Mike Green, he ain't. Sounds more like an erco reply!
Though I can understand that anyone who has been using Microsoft's Office for almost 10 years would be reluctant to change.
Why are people who use software that does not work have a reluctance to change to something, anything, else?
Case 1) Back in the late 1990's I was working for Nokia. They had a ton of documents created in some old version of Word that they could not open in whatever was the new version at the time. Turned out that StarOffice, the precurser of OpenOffice, LibreOffice, etc, could not only open the old MS format but save to the new format. That saved the day.
Case 2) Some years back I was trying to save or export some simple Word documents as HTML. Turned out that random lines of text would go missing.
From time to time I try to use MicroSoft products but this is what I come up against. Lucky for me I can do my work without.
Just because I was in Taiwan, I had to pay a hefty premium over what it cost in the USA.
Later I upgraded my XP computer that was very bogged down with 512mB of DRAM to a Intel 64K Quad in Vista - but the Vista came in Chinese for free. When I looked at what it would cost to upgrade to also have English and to install a new version of MS Office, the $700USD computer required about $1500USD of MS products.... and the annual fees for anti-virus and whatever the darned registry needed to keep clean.
I was deeply disappointed, but friends suggested Ubuntu Linux in a dual boot. At first I didn't like the idea, but the EEEpc came out with Xandros Linux for $300 and I got that. From there I loaded Ubuntu on a dual boot to the old XP computer and it suddenly behaved like a normal computer without any changes in hardware or upgrade of DRAM. I also began to use Open Office (now Libre).
And so, after a successful dual boot of Ubuntu on the XP computer, I shifted the EEEpc to Ubuntu. And then, I installed Ubuntu Linux in dual boot to the Vista machine and have felt very comfortable with Linux for everything. Though I did keep Vista loaded with all the Parallax software as I am very loyal to Parallax.

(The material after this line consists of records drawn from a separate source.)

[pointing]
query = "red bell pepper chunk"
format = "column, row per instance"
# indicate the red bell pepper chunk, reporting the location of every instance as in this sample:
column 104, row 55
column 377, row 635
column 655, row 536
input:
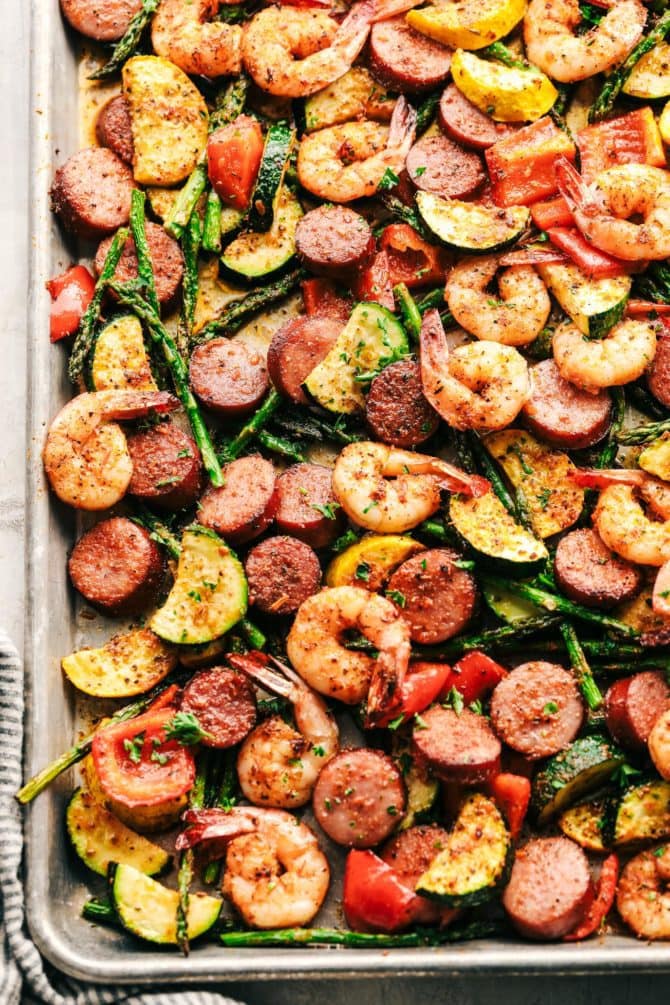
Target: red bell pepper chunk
column 70, row 292
column 602, row 902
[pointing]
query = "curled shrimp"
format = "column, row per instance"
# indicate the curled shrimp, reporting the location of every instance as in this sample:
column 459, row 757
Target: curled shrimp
column 278, row 765
column 603, row 210
column 184, row 33
column 348, row 162
column 85, row 455
column 391, row 490
column 621, row 357
column 550, row 42
column 481, row 385
column 514, row 318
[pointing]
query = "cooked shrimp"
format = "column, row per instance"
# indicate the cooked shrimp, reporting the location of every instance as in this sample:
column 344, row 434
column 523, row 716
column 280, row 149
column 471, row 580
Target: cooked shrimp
column 348, row 162
column 391, row 490
column 603, row 210
column 550, row 42
column 278, row 765
column 592, row 364
column 184, row 33
column 514, row 318
column 85, row 455
column 481, row 385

The EEEpc died and I bought another notebook computer - a Toshiba NB250 with Windows7 Starter included. I partitioned and use it as a dual boot. While the Windows7 was more enlightened in that it provided an English option - it still gave a big sales pitch for MS Office at more cost than the computer. And of course, there as the need to get yet another upgrade from MS to have Windows7 do all the things that I had learned to use in XP.
Who is going to buy a $300 computer and then spend $700 for software on it plus $100 per year for protection when they can just use Linux for free?
I don't know what Windows 8 thinks it can provide that will revive sales for MS. But I just cannot afford the kind of money that MS expect an English user to pay for software licenses when they reside in Asia. I know that if I lived in the USA, there would be all sorts of avenues for discounted software - but none of it is available in Asia as MS is still trying to recapture losses due to 98% of all the XP in Asia being installed from illegal copies.
Besides all this, I learn a lot more about computing in a clear and simple manner with Linux. While corporate America may be committed to MS software for reasons that I am not aware of, I cannot afford it. And with Ubuntu Linux, not only do I get English, I get Chinese as well. To have two languages in Windows, I'd have to buy a rather expensive Ultimate license.
I just don't see how MicroSoft's business model is going to work outside the USA. It is rather like the US auto industry hanging on to imperial screws while the rest of the world goes to metric. I suppose if there is a war, the enemy won't be able to fix your war material. But that is about all such standards are good for. Even the U.K. is metric, just the USA holds on to pounds, miles, feet, inches, and MicroSoft.
And of course, there is the additonal problem that all the licenses that I've had for MS Windows have been tied to a machine. When I buy a new machine, I have to get a new copy. The OS is free, but MS Office is a huge investment to have to remake everytime I change machines.